The patient may recall many long-past events fairly well when he cannot find his way to the dinner-table without blundering, when he does not know morning from afternoon, and after he is unable to dress and undress himself without constant remindings or even actual help. Such paralytics wander off and die of exposure, are picked up by the police as having lost their way or as not knowing where their home is, or fall into some fatal danger from which they have not mind enough to extricate themselves. When the mental impairment has reached this point the lack of mind shows itself in a lack of facial expression, which is so characteristic of the disease that with a practised eye it is recognized as far as the countenance can be distinctly seen; and from this point the progress is commonly quite rapid to absolute dementia, entire inability to form or express thoughts, too little intellect to even attend to the daily natural wants, and a descent to the lowest possible plane of vegetative life, and then death.

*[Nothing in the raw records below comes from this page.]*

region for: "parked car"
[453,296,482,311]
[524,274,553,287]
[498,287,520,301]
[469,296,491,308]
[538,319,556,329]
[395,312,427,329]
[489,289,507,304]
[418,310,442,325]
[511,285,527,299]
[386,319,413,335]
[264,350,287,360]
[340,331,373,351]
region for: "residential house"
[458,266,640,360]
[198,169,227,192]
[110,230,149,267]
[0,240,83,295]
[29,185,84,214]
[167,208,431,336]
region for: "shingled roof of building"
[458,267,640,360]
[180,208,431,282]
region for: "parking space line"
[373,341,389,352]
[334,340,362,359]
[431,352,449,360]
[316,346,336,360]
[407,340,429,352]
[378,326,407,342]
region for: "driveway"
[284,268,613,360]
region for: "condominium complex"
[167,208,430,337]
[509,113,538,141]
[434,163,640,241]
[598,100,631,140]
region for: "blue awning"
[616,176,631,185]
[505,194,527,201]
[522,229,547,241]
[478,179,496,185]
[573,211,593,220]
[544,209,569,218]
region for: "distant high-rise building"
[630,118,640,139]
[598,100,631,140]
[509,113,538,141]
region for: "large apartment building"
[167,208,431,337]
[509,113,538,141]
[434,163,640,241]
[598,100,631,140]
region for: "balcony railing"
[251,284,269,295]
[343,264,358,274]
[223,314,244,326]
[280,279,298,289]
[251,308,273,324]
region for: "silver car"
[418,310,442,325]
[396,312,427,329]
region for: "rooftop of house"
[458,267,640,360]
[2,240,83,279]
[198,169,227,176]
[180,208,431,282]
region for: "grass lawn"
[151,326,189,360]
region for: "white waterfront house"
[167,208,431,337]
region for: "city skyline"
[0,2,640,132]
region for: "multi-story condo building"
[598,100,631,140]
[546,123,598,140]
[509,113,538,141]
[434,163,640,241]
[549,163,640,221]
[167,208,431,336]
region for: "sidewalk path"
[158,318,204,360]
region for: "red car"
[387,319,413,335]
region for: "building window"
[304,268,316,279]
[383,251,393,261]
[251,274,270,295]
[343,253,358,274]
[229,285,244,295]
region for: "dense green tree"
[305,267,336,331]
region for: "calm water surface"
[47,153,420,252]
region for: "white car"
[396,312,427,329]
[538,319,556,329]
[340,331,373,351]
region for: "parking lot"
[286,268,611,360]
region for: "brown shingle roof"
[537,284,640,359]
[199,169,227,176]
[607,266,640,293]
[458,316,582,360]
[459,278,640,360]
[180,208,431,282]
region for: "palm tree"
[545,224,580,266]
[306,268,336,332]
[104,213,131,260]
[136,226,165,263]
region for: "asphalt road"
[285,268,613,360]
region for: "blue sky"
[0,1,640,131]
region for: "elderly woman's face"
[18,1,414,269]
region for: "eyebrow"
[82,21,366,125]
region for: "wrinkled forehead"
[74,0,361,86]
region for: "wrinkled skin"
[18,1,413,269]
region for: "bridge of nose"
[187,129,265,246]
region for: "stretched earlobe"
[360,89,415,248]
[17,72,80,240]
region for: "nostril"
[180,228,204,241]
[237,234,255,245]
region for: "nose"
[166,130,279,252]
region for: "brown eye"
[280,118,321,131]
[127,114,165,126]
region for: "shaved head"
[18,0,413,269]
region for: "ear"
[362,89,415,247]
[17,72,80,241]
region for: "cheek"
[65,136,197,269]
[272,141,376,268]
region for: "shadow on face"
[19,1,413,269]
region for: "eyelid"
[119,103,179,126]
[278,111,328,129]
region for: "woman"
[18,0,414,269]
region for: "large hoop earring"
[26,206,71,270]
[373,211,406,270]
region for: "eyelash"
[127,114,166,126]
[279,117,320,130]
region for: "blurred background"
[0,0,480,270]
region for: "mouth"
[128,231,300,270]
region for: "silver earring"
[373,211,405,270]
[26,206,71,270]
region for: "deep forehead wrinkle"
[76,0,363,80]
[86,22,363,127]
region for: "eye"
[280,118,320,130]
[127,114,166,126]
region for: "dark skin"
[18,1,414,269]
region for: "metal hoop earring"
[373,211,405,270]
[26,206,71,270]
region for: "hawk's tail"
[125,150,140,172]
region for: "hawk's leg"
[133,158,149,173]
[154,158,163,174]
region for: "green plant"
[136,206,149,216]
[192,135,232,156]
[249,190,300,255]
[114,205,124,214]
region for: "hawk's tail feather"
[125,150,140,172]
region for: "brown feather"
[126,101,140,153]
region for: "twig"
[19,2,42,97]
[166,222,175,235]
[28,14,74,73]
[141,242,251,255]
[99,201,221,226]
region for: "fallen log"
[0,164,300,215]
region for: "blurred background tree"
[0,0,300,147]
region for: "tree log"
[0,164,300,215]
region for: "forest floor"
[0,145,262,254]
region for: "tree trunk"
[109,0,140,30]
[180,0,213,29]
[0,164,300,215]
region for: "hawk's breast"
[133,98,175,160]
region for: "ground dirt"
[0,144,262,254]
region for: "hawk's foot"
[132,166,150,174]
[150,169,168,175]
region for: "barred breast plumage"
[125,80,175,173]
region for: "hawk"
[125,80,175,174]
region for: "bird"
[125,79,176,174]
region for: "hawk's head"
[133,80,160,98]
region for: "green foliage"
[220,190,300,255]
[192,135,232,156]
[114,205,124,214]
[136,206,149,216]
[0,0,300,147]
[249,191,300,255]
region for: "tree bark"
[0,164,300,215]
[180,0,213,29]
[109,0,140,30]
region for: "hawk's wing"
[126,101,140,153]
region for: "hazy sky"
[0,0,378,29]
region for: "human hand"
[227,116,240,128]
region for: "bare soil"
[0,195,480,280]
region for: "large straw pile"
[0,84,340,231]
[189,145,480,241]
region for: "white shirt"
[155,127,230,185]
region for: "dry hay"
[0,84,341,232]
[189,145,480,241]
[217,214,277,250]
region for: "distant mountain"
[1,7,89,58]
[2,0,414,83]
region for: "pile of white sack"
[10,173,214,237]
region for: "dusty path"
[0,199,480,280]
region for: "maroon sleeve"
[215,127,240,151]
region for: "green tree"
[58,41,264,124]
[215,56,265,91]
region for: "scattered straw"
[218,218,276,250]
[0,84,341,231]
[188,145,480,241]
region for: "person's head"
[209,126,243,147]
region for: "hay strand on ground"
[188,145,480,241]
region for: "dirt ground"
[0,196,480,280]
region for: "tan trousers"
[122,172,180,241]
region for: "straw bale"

At some time or other in the history of general paralysis delusions of grandeur, a general feeling of personal expansiveness or extreme self-satisfaction, may be confidently looked for. In the melancholic and hypochondriacal forms of the disease, as has already been mentioned, they are late symptoms; in the demented type they occur only, for the most part, near the final stage of absolute dementia; and in the excited form they are usually found from the beginning or at least developing from a general feeling of bien-être. They may vary from what would pass as inordinate, silly conceit to a wildness of delirium which stops hardly short of infinity. The patient is the greatest financier, the handsomest man, the best runner, can out-box the champion pugilist, can write the finest sermons. Delusions of this degree, especially in women, are apt to refer to the reproductive faculty or to the qualities which please the opposite sex. One man can make a million dollars a day writing poetry; another is building cities of solid gold; another owns all the railroads in the country, is king over all the earth, god over God; another is running express-trains over his bridge across the Atlantic or has a doctor who comes to see him in a balloon. There is often a depth of vulgarity and obscenity about the delusions which is rarely seen in other diseases. When the grand delusions appear in the melancholic form, they are apt to be tinged with gloom, as of a queen whose diamonds are withheld from her, a lover who is kept from his princess bride, etc. In the hypochondriacal form it may be a crystal liver, a silver stomach, a brain of solid gold, etc.
Delusions of personal belittlement, called micromania, sometimes follow or alternate with the megalomania.